SLOs and Error Budgets: Alerting on What Users Actually Feel
Alerting on CPU and disk pages people for things users never notice. SLOs flip it around: define what 'working' means to a user, then spend an error budget against it.
The fastest way to make on-call miserable is to alert on causes — CPU, memory, disk, queue depth. Most of those fire when nothing user-visible is wrong, and they miss the outages that don't move a host metric. SLOs reframe alerting around symptoms: did the user get a correct response, fast enough?
1. SLI, SLO, SLA
- SLI — a Service Level Indicator: a measured ratio of good events to total. "Requests served in <300ms with a 2xx/3xx" ÷ "all valid requests".
- SLO — the Objective: the target for that SLI, e.g. 99.9% over 28 days.
- SLA — the contractual version with penalties. Your SLO should be stricter than your SLA.

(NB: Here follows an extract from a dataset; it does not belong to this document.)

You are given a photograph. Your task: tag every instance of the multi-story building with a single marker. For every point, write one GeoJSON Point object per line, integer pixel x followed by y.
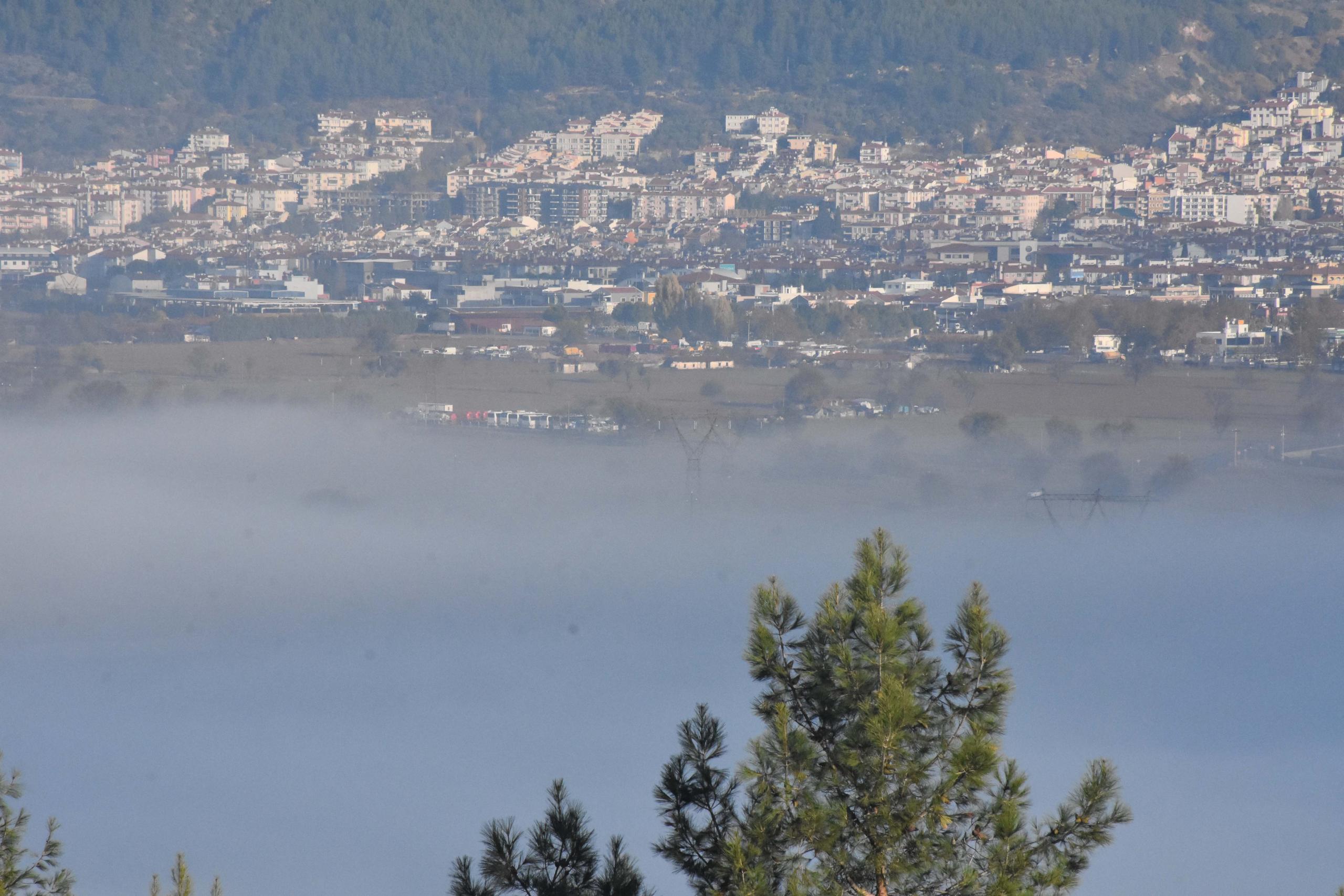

2. Good SLIs are user-journey ratios
Pick indicators a user would recognise as "it worked": availability (success ratio), latency (fast-enough ratio), and sometimes correctness or freshness. Measure them as close to the user as you can — at the load balancer or client, not deep inside one service where you'll miss failures in the layers above.
3. The error budget
A 99.9% SLO over 28 days is an explicit budget to fail 0.1% of the time — about 40 minutes a month. That budget is the most useful number in the whole framework: it turns "is reliability good enough?" into arithmetic, and it aligns engineering and product. Budget left over? Ship faster, take risks. Budget burned? Freeze features and fix reliability.
budget = (1 - 0.999) × 28d ≈ 40 min / month
burned = minutes the SLI was below target
4. Alert on burn rate, not on every dip
Don't page when the SLI blips. Page when you're burning the budget fast enough to run out. Multi-window, multi-burn-rate alerts catch both the sudden outage and the slow bleed without drowning you in noise.
Fast burn: 14.4× rate over 1h → page now (budget gone in ~2 days)
Slow burn: 3× rate over 6h → ticket, look today
5. Don't chase 100%
Every extra nine costs roughly 10× more and buys reliability users can't perceive — their phone, wifi, and your upstreams are already less reliable than 99.99%. Set the SLO at the point where users stop caring, not at the limit of what's technically possible.
Rules of thumb
- Alert on symptoms (success ratio, latency), not causes (CPU, disk).
- Measure SLIs as close to the user as possible.
- Page on burn rate with multiple windows; everything else is a ticket.
- An untouched error budget means you're shipping too slowly, not that you're winning.